With the Grammy Awards coming up this weekend, most will be buzzing about not only Kanye West and Adele, but also what the nominees and artists will be wearing.

See some of the most unbelievable outfits from music's biggest stars.

Rihanna, 2011
Sultry Rihanna played peek-a-boo in a frilled illusion gown from Jean Paul Gaultier. "He's one of my favorite designers," she said. "I pretty much snatched [the dress] off the runway."



Katy Perry, 2011

An angelic looking Katy Perry called her Giorgio Armani Prive ensemble "classic, but with a theatrical edge." The look paired a Swarovski crystal-encrusted bustier with an iridescent ruffled skirt and feather wings.




Lady Gaga, 2010

Giorgio Armani designed a trio of stellar ensembles for Lady Gaga's Grammy night, including this crystal-studded bodysuit and ultra-minidress. Milliner Philip Treacy collaborated on her intergalactic headpiece.



Toni Braxton, 2001

Toni Braxton wore Richard Tyler (and lots of double-stick tape) to pick up her Best Female R&B Vocal Performance trophy. "I've always gone a little risque with all my other awards [show outfits]," she told People. "I decided that before I got married and had babies, I'd wear this."


Mary J. Blige, 1996

Who's that mystery woman?
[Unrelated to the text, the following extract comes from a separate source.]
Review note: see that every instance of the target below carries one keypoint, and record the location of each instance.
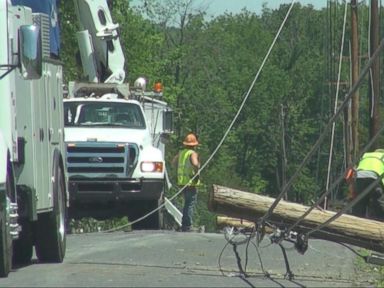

A shades-wearing Mary J. Blige picked up her first Grammy for the Best Rap Performance by a Duo or Group in head-to-toe leopard print. The covered-up look included a hood and gloves.





Christina Aguilera, 2001

Christina Aguilera showed some skin in a Trish Summerville gown with a lace-up neckline (and matching bra). Aside from her major braids, the double nominee made a beauty statement with a dress-matching temporary rose tattoo on her lower back.



Annie Lennox, 1995

"What else is a girl going to wear to the Grammys?" joked Annie Lennox of her dominatrix-meets-Minnie Mouse ensemble.




M.I.A., 2009

A 9-months-pregnant M.I.A. performed on her baby's due date in a sheer House of Holland dress with strategically-placed patches.




Gwen Stefani, 2005

Double nominee Gwen Stefani went sheer with a ribbon-trimmed translucent dress from Viktor & Rolf over a pair of briefs.






Missy Elliott, 2000

Talk about razor-sharp tailoring! Missy Elliott opted for a purple Versace two-piece covered in blades.




Sheryl Crow, 2002

A floor-length coat did little to cover up Sheryl Crow's mini Henry Duarte jumpsuit. "Turning 40 really agrees with me," she told People. "I'm busting out."




Erykah Badu, 2002

"The most rock and roll accessory I have on tonight is my headband," Erykah Badu told InStyle. "It's made of copper leather, which I cut myself." Her avant-garde ensemble also included a draped dress with a leather sash, silver moonboots and waist-length green extensions.